Bruno não escondeu a alegria com o ritmo imprimido pela equipe. "É a primeira vez que o carro está sendo montado com todos os seus sistemas. Dá para imaginar a canseira que é ajustar a parte hidráulica, passar os cabos... Hoje, o pessoal ficaria até tarde em cima da embreagem e, depois de tudo certo, vamos checar as marchas amanhã", contou.

No período da tarde, Bruno sentou no cockpit para acertar o posicionamento do banco do carro. Amanhã, ele terá de passar pelo teste obrigatório determinado pela Federação Internacional de Automobilismo. "Tenho de retirar o volante, sair do carro e recolocar o volante em no máximo 10 segundos", explicou. Além da reunião com pilotos e direção de prova, vai participar das reuniões técnicas preparatórias à abertura dos treinos livres na sexta-feira. "Quero também percorrer o traçado para dar mais uma checada nas condições da pista", antecipou.

Nesta quinta-feira, Bruno enfim vestirá o macacão da HRT F1 Team, que tem a prata como cor predominante e só lhe foi entregue no início da noite de hoje. Às 10 horas (Brasília), via Internet, o piloto estreante conversará com a imprensa brasileira na apresentação de um novo parceiro que se junta à HRT F1 Team.

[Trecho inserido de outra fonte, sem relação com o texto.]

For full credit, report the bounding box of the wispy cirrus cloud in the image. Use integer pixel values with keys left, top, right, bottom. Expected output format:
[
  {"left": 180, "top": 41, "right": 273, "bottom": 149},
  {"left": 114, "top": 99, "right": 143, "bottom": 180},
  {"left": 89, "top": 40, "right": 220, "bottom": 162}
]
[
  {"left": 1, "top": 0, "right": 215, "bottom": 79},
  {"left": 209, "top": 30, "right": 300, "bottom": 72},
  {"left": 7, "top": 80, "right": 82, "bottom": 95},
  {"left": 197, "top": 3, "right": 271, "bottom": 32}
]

Bruno não esconde a ansiedade pelo momento de acelerar o carro. "Estou superconfiante e empolgado. A verdade é que vivi momentos de incerteza nas últimas semanas, mas a mudança no comando da equipe produziu um resultado fantástico. O pessoal comandado pelo diretor-geral Collin Kolles está fazendo um ótimo trabalho."



Márcio Fonseca (MTb 14.457)

F1:As primeiras fotos de Bruno Senna no Bahrein



Piloto da HRT F1 volta ao circuito de Sakhir nesta quarta-feira

SÃO PAULO - Um dos estreantes da temporada, Bruno Senna voltou aos boxes da equipe novata HRT F1 nesta quarta-feira no circuito barenita de Sakhir, palco da abertura do calendário no fim de semana.